Baking Gluten Free Cakes With Polenta
If you are looking for a great gluten free tea cake, look no further. This Rhubarb Strawberry Polenta Traycake has been a regular fixture at my past workshops. With an almond base and using polenta instead of flour, this cake develops a beautiful crust as it bakes. Olive oil gives this cake a fresh fruity aroma profile. I like to try baking this with a variety of seasonal fruit, but it works best with rhubarb or a combination of rhubarb and strawberry.

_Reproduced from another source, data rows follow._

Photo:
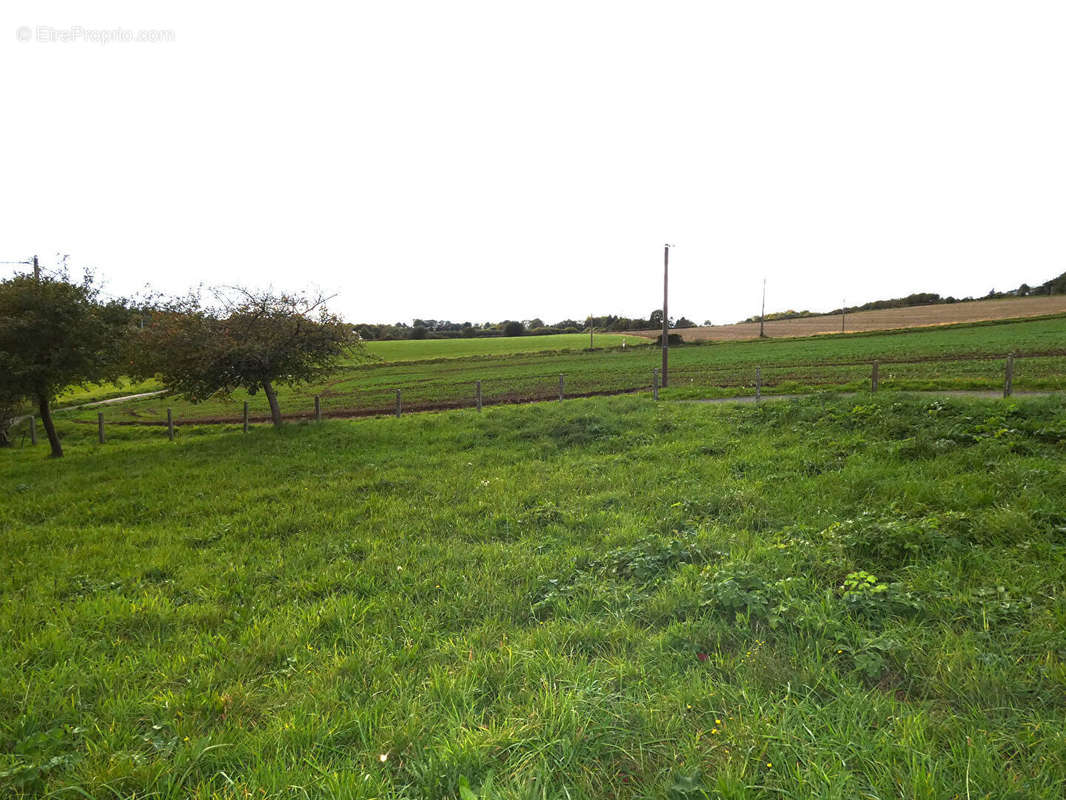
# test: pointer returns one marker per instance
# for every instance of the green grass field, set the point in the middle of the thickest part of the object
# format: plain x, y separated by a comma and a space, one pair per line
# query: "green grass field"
959, 357
600, 598
427, 349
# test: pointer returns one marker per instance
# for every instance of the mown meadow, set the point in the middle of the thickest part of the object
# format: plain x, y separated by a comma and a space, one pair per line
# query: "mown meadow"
608, 597
954, 357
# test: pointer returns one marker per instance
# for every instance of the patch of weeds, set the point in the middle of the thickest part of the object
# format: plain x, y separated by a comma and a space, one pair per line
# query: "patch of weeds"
875, 601
893, 541
738, 591
649, 559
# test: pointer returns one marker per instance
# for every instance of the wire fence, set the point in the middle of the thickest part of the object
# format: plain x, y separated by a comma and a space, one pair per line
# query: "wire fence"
348, 397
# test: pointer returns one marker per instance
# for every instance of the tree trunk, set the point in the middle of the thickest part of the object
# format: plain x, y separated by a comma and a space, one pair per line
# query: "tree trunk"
275, 412
46, 420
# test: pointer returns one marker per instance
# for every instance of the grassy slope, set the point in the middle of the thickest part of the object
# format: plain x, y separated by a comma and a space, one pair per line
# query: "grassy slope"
788, 365
406, 351
597, 598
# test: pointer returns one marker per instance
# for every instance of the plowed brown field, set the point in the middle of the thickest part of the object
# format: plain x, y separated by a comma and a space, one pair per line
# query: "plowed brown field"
881, 320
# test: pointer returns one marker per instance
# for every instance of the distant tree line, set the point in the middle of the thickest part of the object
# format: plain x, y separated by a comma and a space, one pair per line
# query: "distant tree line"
1054, 286
432, 329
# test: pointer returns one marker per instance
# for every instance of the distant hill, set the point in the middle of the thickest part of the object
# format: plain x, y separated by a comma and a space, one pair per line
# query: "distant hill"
1054, 286
883, 319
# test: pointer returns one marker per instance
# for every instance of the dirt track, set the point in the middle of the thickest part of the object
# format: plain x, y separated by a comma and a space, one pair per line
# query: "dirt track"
882, 320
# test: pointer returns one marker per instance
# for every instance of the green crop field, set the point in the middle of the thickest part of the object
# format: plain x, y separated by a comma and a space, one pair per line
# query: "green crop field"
600, 598
956, 357
426, 349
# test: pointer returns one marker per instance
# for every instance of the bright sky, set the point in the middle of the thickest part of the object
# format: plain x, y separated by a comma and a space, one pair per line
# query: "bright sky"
489, 160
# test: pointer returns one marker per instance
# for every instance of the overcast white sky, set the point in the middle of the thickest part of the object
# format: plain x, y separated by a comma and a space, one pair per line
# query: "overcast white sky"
489, 160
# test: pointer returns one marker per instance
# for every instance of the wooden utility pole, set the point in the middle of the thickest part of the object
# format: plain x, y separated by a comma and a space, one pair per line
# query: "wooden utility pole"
665, 314
762, 314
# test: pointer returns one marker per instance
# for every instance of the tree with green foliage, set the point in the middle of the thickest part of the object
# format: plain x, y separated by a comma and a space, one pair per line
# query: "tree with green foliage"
10, 404
55, 333
248, 339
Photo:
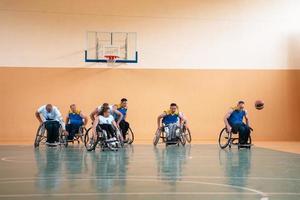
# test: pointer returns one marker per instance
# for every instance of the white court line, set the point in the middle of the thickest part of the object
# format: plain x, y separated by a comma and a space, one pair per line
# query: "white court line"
145, 193
263, 195
183, 177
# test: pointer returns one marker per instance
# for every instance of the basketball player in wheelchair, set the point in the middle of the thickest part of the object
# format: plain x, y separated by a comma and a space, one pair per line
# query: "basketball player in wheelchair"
234, 124
52, 130
170, 125
104, 132
75, 124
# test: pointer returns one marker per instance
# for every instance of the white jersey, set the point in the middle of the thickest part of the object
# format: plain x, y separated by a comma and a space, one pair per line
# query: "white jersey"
106, 120
53, 115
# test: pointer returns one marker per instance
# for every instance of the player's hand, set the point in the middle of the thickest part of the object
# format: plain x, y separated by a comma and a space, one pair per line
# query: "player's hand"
65, 133
228, 129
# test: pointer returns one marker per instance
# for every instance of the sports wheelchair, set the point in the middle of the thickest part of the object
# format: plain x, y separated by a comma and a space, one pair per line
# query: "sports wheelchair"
101, 139
231, 138
129, 136
161, 134
79, 137
187, 133
41, 136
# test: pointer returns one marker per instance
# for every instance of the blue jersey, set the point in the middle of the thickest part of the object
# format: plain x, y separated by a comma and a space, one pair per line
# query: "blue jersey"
236, 117
75, 118
170, 118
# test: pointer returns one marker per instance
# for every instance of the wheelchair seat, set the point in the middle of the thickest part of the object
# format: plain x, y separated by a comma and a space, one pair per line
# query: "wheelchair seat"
227, 139
41, 136
113, 143
174, 139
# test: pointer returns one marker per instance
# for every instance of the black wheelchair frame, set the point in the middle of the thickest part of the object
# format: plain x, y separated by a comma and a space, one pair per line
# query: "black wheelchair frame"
231, 139
41, 136
79, 137
101, 140
160, 134
187, 133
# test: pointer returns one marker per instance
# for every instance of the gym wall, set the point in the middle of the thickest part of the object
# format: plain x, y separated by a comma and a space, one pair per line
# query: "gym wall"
204, 55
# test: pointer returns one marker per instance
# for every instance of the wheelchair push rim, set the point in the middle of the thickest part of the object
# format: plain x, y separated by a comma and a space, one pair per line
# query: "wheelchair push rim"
89, 141
187, 134
129, 136
156, 137
224, 138
40, 136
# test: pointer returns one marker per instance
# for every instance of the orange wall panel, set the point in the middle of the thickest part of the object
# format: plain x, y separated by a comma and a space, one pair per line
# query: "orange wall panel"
203, 95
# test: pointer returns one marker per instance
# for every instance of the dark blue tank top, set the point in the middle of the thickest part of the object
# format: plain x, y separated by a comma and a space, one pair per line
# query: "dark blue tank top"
170, 118
75, 118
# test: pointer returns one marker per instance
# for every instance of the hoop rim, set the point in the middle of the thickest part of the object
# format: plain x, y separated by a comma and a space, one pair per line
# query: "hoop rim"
111, 58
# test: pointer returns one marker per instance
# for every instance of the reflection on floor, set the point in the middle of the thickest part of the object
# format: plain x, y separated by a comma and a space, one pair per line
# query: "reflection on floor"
145, 172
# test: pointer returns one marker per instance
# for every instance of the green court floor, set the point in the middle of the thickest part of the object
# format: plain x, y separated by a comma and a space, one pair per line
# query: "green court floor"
145, 172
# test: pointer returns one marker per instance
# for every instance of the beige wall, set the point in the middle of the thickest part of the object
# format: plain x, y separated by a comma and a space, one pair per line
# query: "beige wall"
171, 34
203, 95
204, 39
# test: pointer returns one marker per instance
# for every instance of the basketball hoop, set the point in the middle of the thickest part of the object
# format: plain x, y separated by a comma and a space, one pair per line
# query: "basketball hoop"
111, 59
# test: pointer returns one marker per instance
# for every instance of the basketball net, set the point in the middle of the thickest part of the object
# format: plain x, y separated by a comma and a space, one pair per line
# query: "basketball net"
111, 59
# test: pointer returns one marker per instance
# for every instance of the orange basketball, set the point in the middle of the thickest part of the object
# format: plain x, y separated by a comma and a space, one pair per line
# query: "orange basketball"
259, 104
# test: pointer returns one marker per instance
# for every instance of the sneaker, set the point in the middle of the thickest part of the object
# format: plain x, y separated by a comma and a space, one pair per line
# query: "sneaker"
51, 144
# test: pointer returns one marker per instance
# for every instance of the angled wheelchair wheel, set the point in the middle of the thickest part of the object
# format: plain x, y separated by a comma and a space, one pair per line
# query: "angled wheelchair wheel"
63, 139
187, 134
41, 136
224, 138
89, 141
182, 139
81, 134
120, 138
156, 137
86, 137
129, 136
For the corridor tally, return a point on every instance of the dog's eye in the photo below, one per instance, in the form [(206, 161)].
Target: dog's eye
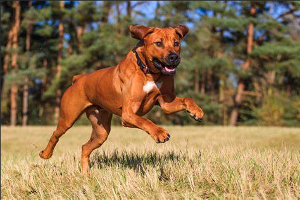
[(159, 44)]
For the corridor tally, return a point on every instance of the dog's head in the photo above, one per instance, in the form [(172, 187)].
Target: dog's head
[(161, 47)]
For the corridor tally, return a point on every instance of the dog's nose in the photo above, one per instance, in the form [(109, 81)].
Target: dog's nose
[(173, 58)]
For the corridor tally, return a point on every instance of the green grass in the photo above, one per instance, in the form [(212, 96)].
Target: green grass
[(197, 162)]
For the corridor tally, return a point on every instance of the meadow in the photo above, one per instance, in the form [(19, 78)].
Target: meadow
[(197, 163)]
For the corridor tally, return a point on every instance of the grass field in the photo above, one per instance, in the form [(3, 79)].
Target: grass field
[(197, 162)]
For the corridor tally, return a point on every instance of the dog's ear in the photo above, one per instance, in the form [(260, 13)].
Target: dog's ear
[(181, 30), (140, 31)]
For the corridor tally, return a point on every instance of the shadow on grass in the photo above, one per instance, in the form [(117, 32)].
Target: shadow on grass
[(133, 160)]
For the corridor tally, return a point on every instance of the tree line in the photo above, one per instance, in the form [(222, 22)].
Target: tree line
[(240, 60)]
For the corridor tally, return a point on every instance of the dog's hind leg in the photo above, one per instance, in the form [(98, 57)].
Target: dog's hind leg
[(71, 108), (101, 122)]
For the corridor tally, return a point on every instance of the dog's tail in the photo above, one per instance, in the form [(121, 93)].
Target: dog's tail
[(76, 77)]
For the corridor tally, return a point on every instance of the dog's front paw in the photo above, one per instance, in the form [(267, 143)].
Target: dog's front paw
[(160, 135), (196, 113)]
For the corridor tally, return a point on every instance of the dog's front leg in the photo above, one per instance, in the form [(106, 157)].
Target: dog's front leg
[(131, 119), (172, 104)]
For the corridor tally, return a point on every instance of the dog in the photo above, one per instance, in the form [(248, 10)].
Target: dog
[(130, 89)]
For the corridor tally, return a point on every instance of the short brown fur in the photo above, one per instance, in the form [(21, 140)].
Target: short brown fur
[(119, 90)]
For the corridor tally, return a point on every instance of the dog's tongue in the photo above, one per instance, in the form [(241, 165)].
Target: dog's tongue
[(170, 69)]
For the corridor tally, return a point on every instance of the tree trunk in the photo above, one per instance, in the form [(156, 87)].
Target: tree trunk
[(241, 85), (25, 103), (8, 46), (25, 87), (14, 88), (203, 83), (13, 105), (196, 79), (129, 9), (58, 68), (106, 10), (79, 32)]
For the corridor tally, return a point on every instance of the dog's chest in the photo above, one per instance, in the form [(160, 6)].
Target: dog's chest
[(152, 91)]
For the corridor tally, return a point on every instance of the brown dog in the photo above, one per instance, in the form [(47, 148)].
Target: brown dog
[(130, 89)]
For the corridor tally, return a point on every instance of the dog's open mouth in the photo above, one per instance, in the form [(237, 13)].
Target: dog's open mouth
[(164, 68)]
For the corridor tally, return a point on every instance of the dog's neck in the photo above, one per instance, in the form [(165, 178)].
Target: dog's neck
[(142, 62)]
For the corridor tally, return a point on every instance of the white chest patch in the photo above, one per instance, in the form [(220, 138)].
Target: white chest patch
[(150, 85)]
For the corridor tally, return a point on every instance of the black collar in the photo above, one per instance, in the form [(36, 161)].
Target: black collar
[(140, 63)]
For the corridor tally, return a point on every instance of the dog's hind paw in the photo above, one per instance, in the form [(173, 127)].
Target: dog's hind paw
[(45, 156)]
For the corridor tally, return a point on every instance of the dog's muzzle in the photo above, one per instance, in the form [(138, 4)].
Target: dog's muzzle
[(166, 69)]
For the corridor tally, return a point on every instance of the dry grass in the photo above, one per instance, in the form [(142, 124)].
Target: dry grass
[(198, 162)]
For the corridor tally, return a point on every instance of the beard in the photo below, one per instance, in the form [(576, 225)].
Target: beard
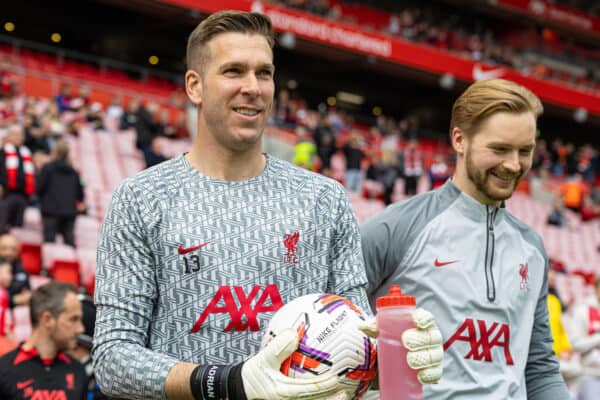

The fruit is cut into tiny pieces. I slice the rhubarb quite thinly and cut each medium-sized strawberry into quarters and then sliced twice across yielding 12 pieces from a single strawberry. The size of the fruit is important to have the most perfect crusty top that is roasted enough to caramelize the fruit and still have a tender. Larger pieces will yield a mushy top with pockets of wet fruit which doesn’t make a very pleasant eating experience.
If I can’t find lemon thyme, I substitute with an extra sprinkling of grated lemon zest or just leave it be. I have tried baking this cake at a variety of different temperatures. A low temperature and longer bake ensures a complex texture that is somewhere between a tart and cake and is absolutely divine. I use a standard sized rectangular slice tin. If you are using a smaller tin, the cake will be higher and more cake-like. It will also need time and temperature adjustments (probably 180°C for 40 minutes).
- 150g rhubarb stalks, trimmed and thinly sliced
- 80g strawberries (about 7–8 small or medium), hulled, cut into quarters and then sliced twice across
- 1/4 cup (55g) raw sugar
- pinch of salt
- 3 eggs
- zest of 1 lemon
- 1 teaspoon vanilla extract
- 1/3 cup (75g) raw sugar
- 1/4 cup (60ml) olive oil
- 1 cup (120g) almond meal
- 1/3 cup (55g) polenta
- 1 teaspoon baking powder
- 2 tablespoons lemon thyme leaves
- Preheat oven to 160°C (140°C fan-forced).
- Grease and line a rectangular slice tin (27cm x 17.5cm x 3.5cm) with baking paper.
- Place rhubarb, strawberry, quarter cup sugar and salt in a bowl. Toss well. Set aside.
- Place eggs, lemon zest, vanilla and sugar in the bowl of an electric mixer. Whisk until pale and creamy. Add the olive oil. Beat for another 30 seconds until well combined.
- Fold through almond meal, polenta and baking powder with a silicon spoon.
- Spoon polenta mixture into the prepared slice tin. Spread it evenly and smooth the top.
- Top with the sugared fruit. Sprinkle with lemon thyme leaves. Bake for 60 minutes until the crust is golden brown and fruit is semi-dried. Turn off the oven. Leave the cake in the hot oven for a further 5-8 minutes if you wish to colour it more.
- Remove from oven, slice and serve warm.
- Cake will keep well in the fridge for up to three days. Because of how thin the cake is, sliced pieces freeze well and can be toasted in the toaster.